Apple: When Apple released its Safari 3.1 for Windows Web browser, it wasn’t content to simply promote its new product. Instead, it released the browser as an "update" to its popular iTunes music software, causing many iTunes users to involuntarily install Safari. Critics claimed that Apple’s behavior "bordered on malware distribution practices," driving Apple to clearly identify Safari as a new product and have users opt in prior to installation.

• Notify users and obtain consent before accessing, using, or publicizing a user’s list of contacts. It is tempting to leverage a user’s list of contacts to advertise products, seek new users, or push new services, but users consider this information to be private and find any company use of contact lists without informed consent to be especially intrusive. Companies frequently suffer reputational damage or worse for attempting to leverage contact lists inappropriately: Google’s Buzz was slammed as a "privacy nightmare" for poor contact list privacy, Facebook had to backtrack after users rebelled against privacy changes that made users' lists of friends public, and Tagged.com has paid millions in fines for misleading users into providing the company access to their contact lists. Avoid legal problems and public relations nightmares by clearly explaining any contact-list action to users and only accessing their contacts after opt-in consent.

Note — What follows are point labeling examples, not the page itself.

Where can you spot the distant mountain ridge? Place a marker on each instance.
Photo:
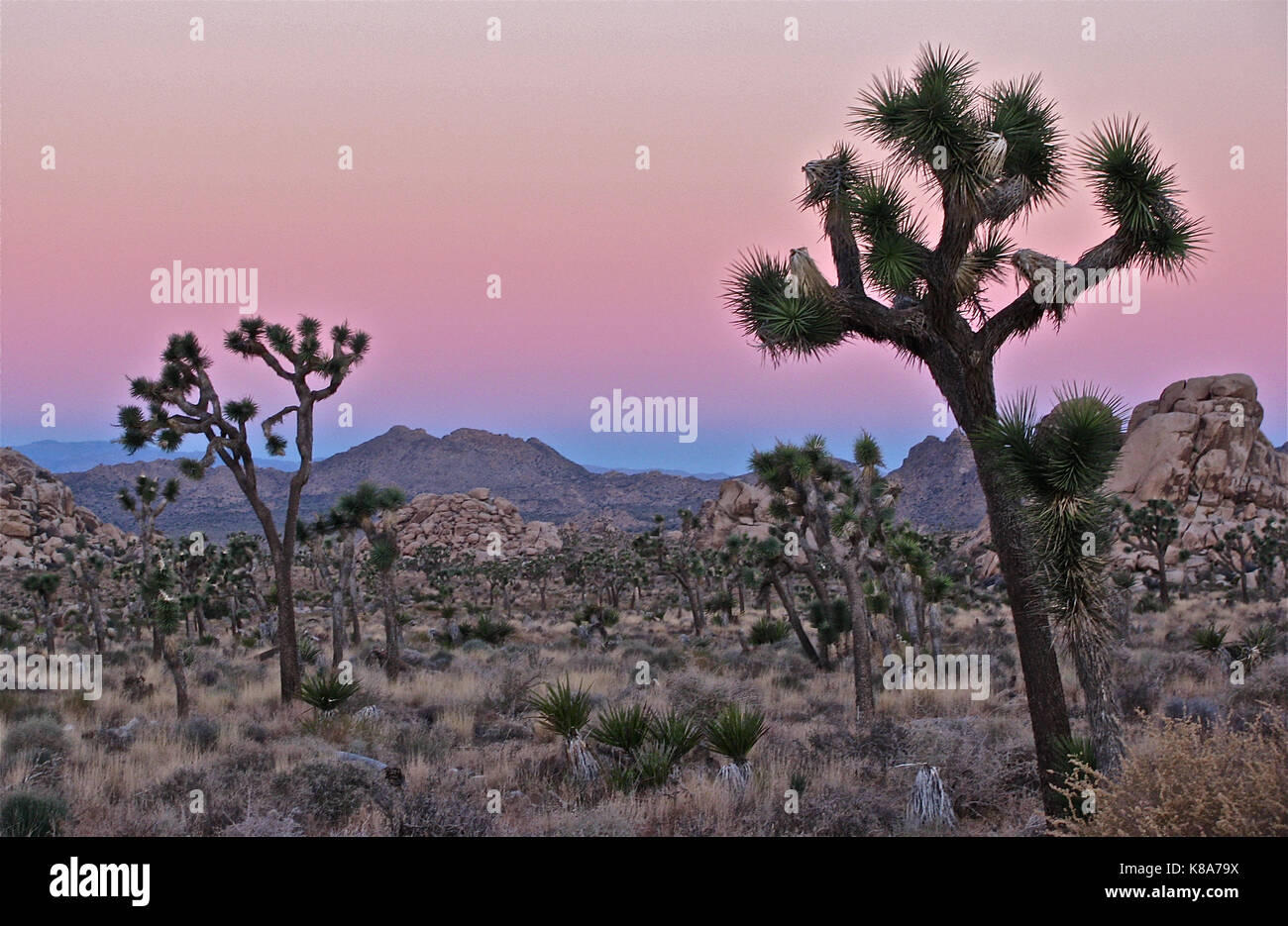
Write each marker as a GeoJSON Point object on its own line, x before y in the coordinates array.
{"type": "Point", "coordinates": [541, 482]}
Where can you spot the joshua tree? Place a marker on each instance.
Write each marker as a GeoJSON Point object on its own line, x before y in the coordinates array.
{"type": "Point", "coordinates": [321, 552]}
{"type": "Point", "coordinates": [837, 519]}
{"type": "Point", "coordinates": [165, 609]}
{"type": "Point", "coordinates": [1271, 548]}
{"type": "Point", "coordinates": [184, 401]}
{"type": "Point", "coordinates": [1056, 469]}
{"type": "Point", "coordinates": [369, 509]}
{"type": "Point", "coordinates": [43, 586]}
{"type": "Point", "coordinates": [147, 502]}
{"type": "Point", "coordinates": [774, 572]}
{"type": "Point", "coordinates": [991, 154]}
{"type": "Point", "coordinates": [679, 558]}
{"type": "Point", "coordinates": [1153, 528]}
{"type": "Point", "coordinates": [1236, 550]}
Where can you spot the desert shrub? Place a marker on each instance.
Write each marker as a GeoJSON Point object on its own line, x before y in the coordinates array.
{"type": "Point", "coordinates": [1184, 780]}
{"type": "Point", "coordinates": [437, 811]}
{"type": "Point", "coordinates": [1198, 710]}
{"type": "Point", "coordinates": [1147, 604]}
{"type": "Point", "coordinates": [768, 631]}
{"type": "Point", "coordinates": [702, 697]}
{"type": "Point", "coordinates": [1137, 691]}
{"type": "Point", "coordinates": [27, 813]}
{"type": "Point", "coordinates": [308, 650]}
{"type": "Point", "coordinates": [487, 629]}
{"type": "Point", "coordinates": [331, 792]}
{"type": "Point", "coordinates": [200, 732]}
{"type": "Point", "coordinates": [509, 693]}
{"type": "Point", "coordinates": [38, 734]}
{"type": "Point", "coordinates": [268, 823]}
{"type": "Point", "coordinates": [1266, 684]}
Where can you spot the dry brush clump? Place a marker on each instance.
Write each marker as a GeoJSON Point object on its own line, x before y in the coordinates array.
{"type": "Point", "coordinates": [1186, 778]}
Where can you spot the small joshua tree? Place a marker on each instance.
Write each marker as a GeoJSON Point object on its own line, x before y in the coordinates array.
{"type": "Point", "coordinates": [679, 558]}
{"type": "Point", "coordinates": [88, 566]}
{"type": "Point", "coordinates": [1153, 528]}
{"type": "Point", "coordinates": [1236, 550]}
{"type": "Point", "coordinates": [43, 586]}
{"type": "Point", "coordinates": [184, 401]}
{"type": "Point", "coordinates": [369, 509]}
{"type": "Point", "coordinates": [147, 502]}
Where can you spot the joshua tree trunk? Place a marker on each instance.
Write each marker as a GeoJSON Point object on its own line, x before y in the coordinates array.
{"type": "Point", "coordinates": [1091, 663]}
{"type": "Point", "coordinates": [95, 609]}
{"type": "Point", "coordinates": [174, 663]}
{"type": "Point", "coordinates": [48, 620]}
{"type": "Point", "coordinates": [1164, 596]}
{"type": "Point", "coordinates": [935, 627]}
{"type": "Point", "coordinates": [1043, 688]}
{"type": "Point", "coordinates": [393, 631]}
{"type": "Point", "coordinates": [795, 620]}
{"type": "Point", "coordinates": [694, 591]}
{"type": "Point", "coordinates": [861, 647]}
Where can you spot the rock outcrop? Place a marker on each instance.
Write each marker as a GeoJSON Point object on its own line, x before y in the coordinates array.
{"type": "Point", "coordinates": [741, 508]}
{"type": "Point", "coordinates": [1201, 447]}
{"type": "Point", "coordinates": [463, 522]}
{"type": "Point", "coordinates": [39, 515]}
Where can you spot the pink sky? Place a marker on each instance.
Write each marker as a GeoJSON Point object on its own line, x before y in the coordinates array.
{"type": "Point", "coordinates": [518, 157]}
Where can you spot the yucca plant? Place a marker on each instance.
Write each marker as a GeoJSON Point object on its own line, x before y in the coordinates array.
{"type": "Point", "coordinates": [487, 629]}
{"type": "Point", "coordinates": [623, 728]}
{"type": "Point", "coordinates": [990, 154]}
{"type": "Point", "coordinates": [566, 714]}
{"type": "Point", "coordinates": [677, 733]}
{"type": "Point", "coordinates": [733, 733]}
{"type": "Point", "coordinates": [1256, 644]}
{"type": "Point", "coordinates": [767, 630]}
{"type": "Point", "coordinates": [653, 766]}
{"type": "Point", "coordinates": [326, 691]}
{"type": "Point", "coordinates": [928, 804]}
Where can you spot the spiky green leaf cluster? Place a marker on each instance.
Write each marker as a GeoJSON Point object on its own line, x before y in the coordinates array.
{"type": "Point", "coordinates": [776, 314]}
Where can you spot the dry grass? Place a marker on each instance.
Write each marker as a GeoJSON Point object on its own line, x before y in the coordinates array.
{"type": "Point", "coordinates": [463, 741]}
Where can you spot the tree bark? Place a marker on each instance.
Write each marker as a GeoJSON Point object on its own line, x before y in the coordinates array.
{"type": "Point", "coordinates": [1043, 688]}
{"type": "Point", "coordinates": [795, 620]}
{"type": "Point", "coordinates": [174, 663]}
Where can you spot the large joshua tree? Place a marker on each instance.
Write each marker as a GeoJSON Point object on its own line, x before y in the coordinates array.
{"type": "Point", "coordinates": [988, 156]}
{"type": "Point", "coordinates": [184, 401]}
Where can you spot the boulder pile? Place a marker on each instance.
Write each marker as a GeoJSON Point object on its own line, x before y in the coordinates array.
{"type": "Point", "coordinates": [464, 522]}
{"type": "Point", "coordinates": [39, 515]}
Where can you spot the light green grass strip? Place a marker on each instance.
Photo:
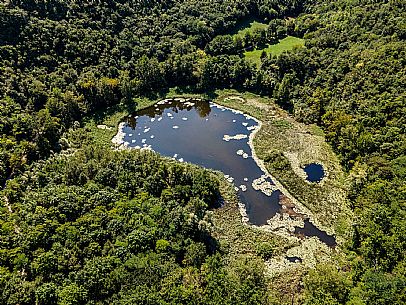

Tagged: In 2009, in a misguided attempt to boost membership to its social networking site tagged.com, Tagged Inc. sent millions of deceptive emails, which misled recipients into giving Tagged access to their contact lists. As users became aware of the deception, Tagged’s reputation and pocketbook both suffered. In addition to being called “the world’s most annoying website” by Time Magazine, Tagged was sued by at least three states. To date Tagged has racked up $1.4 million in fines to New York ($500,000), California ($650,0000) and Texas ($250,000). The settlements also require Tagged to provide clear disclosures and to allow users to revoke access to the personal information they mistakenly provided to Tagged.